Don’t Trust Your Memory!

While this Slate article uses the recent news about Brian Williams as a hook, I think the advice it gives is very useful for anthropologists doing fieldwork. Whatever you think about Brian Williams, there is more and more evidence that human memories can’t be trusted. This is important for anthropologists who often rely upon their memories as a research tool. The article gives some good advice for avoiding that problem, much of which most anthropologists are probably already doing (keeping notes!) but it helps make clear just how important these practices are.

After decades of well-documented, prominent cases of memory distortion, people whose professions put a premium on facts and truth—journalists, politicians, business leaders, judges, lawyers, and public figures—should be aware of these limits. In fact, they have a responsibility to understand the fallibility of their memories and to take steps to minimize memory mistakes. If you are relying exclusively on your own memory when saying anything of consequence, especially when someone’s reputation is at stake, you must think twice.

I especially like the point that our most vivid and frequently recalled memories may be the most subject to distortion because “each recounting has the potential to introduce new distortions.” Worth keeping in mind!

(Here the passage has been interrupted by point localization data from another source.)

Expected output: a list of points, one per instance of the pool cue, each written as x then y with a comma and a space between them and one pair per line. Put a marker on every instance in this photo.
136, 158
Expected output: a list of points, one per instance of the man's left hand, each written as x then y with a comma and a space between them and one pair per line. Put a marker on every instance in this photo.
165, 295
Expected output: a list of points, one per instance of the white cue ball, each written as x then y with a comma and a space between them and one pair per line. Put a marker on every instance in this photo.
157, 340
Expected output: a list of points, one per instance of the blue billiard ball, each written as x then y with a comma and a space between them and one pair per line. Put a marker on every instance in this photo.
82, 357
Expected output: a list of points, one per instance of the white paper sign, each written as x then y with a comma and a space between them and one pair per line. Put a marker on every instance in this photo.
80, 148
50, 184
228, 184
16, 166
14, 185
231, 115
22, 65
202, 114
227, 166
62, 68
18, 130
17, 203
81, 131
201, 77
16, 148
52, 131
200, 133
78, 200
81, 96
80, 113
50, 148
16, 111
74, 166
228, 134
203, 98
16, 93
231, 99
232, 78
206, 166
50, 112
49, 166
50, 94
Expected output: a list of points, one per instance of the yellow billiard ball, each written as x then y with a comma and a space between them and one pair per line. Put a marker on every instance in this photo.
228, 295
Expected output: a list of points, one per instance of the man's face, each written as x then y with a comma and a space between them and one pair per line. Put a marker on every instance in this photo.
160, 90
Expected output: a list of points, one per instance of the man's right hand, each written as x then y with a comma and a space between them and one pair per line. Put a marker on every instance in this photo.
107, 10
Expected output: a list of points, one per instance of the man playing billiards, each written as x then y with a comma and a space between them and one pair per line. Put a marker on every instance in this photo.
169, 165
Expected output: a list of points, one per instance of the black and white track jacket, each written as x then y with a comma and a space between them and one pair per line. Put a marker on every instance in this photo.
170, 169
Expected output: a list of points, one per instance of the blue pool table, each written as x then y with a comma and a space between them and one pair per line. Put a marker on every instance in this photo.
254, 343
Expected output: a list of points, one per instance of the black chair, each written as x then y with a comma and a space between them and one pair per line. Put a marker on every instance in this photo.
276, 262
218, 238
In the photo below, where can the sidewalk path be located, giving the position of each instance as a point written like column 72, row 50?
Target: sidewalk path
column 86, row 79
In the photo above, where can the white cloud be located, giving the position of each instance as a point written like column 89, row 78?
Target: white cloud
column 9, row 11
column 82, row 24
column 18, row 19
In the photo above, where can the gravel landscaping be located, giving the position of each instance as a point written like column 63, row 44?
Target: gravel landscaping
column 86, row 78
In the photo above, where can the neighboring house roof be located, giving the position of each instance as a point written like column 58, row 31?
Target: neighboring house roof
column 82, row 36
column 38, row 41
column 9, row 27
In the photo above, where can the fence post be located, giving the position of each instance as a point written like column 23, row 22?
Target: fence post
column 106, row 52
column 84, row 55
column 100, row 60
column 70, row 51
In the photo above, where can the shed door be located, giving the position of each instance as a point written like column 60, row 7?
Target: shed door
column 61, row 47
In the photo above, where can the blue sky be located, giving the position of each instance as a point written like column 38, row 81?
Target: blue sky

3 thoughts on “Don’t Trust Your Memory!

  1. As Kerim brings forward, the role of memory as a research tool if fraught with pitfalls. If I may indulge, I wish to go a bit off topic. What about our electronic memory: video, recordings, twitter messages and so on? Looking back on old photographs, I find a unique bifurcation of my recall in that such photos elicit emotional responses, while struggle at times with placing when or where the photo was taken. Memory is unique in always being meaningful ( a very Borgesian view).
    Memory loss, therefore, is also an aspect of the pitfalls of memory. Recently Google has raised the issue of what should be done with an individual’s Facebook page should that individual die. The “nuclear” option was to erase the entire page. This not only sounds extreme, but it does sound an option to the question of ,”If I die, who curates my page, and, hence, my electronic memory?” If artifacts from museums should be returned, should not electronic memories/artifacts?
    One of the conditions of memory (false or accurate) is that it distances the “remembered” from the “agent of memory”. From a positivist point of view, memory recall becomes a question of truth statements. Facticity becomes the issue (an issue for cognitive anthropologists). However, ethnographies as narrative discourses complicate the matter of memory. Simplistically, we might ask to whom do we ascribe the memory; complexly, how is memory ascribed (to informant, narrator, author, editor). How might ascription of memory in the process of ethnographic writing rarefy memories until they become specimens of ideas or constructed artifacts applied in classroom settings (I recall the !Kung film of hunting the giraffe).